Courgette gratin with rosemary and thyme
This dish offers both those things while still being very much of the summer with simple ingredients coming together to form a warming, rich dish without being overly heavy
SERVES
4
PEOPLE
PREP TIME
10
MINUTES
COOKING TIME
35
MINUTES
Ingredients
600g medium-sized courgettes, sliced into thin ¼inch rounds
1 sprig of rosemary, minced
3-4 sprigs of thyme
100ml crème fraîche
50ml single cream
100g hard Irish farmhouse cheese (Cratloe or Cais na Tire)
salt
pepper
extra virgin olive oil
Method
Preheat the oven to 200°C.
In an oven-proof frying pan or casserole dish, heat a little olive oil over a medium heat and add the courgette rounds. Sprinkle the herbs over and season with salt and pepper. Cook over a medium heat for 5-10 minutes.

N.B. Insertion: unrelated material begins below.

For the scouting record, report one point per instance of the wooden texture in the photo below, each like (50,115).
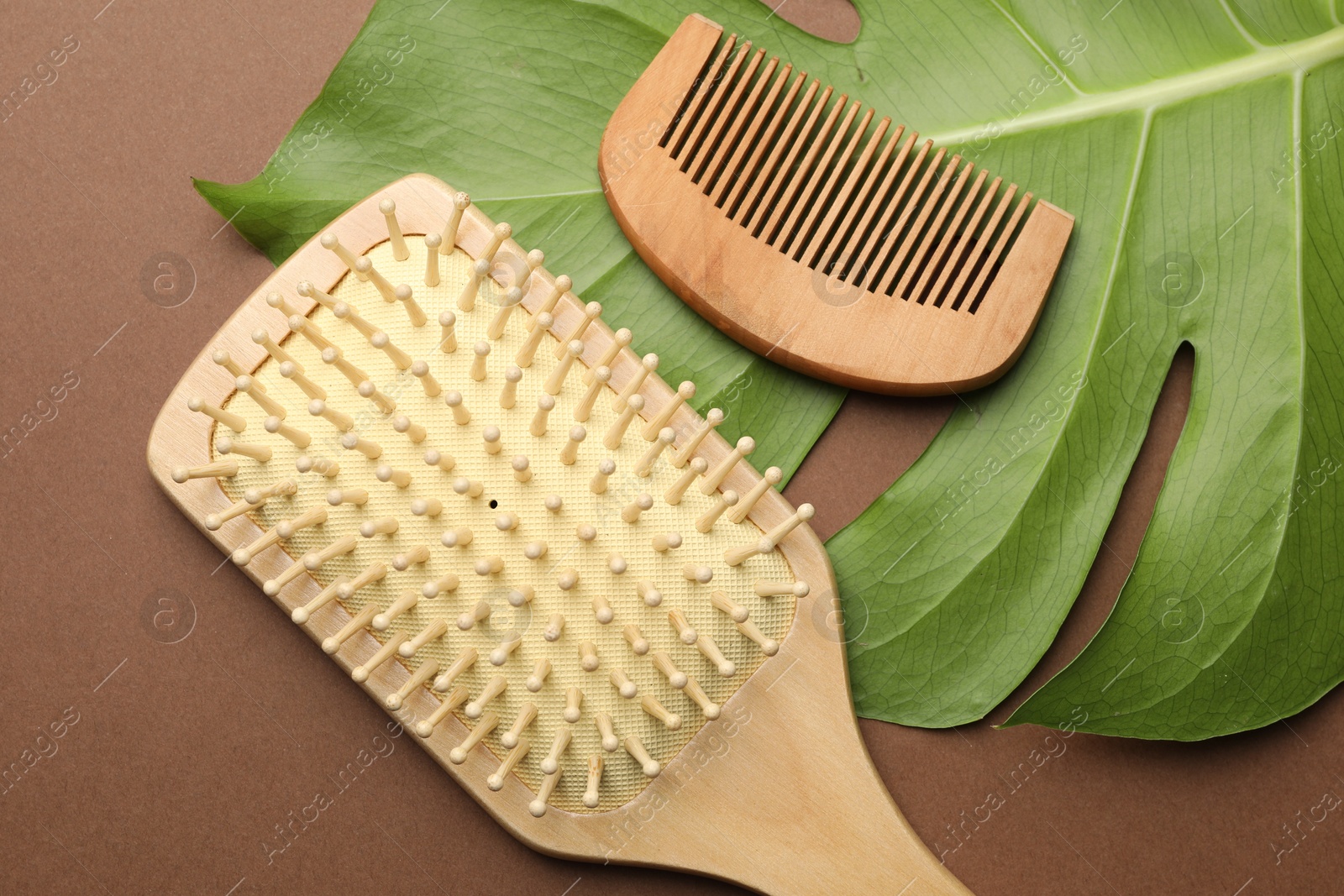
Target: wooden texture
(898,275)
(777,794)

Meanwhile, mix together the cream and crème fraîche and season lightly. Pour over the courgette mixture. Sprinkle the grated cheese over it and thyme leaves.
Place in the oven for around 30 minutes until the mixture is bubbling and the cheesy top is brown and golden looking. When you take the dish out of the oven, leave for five minutes before serving to allow the mixture to firm up slightly without losing too much heat.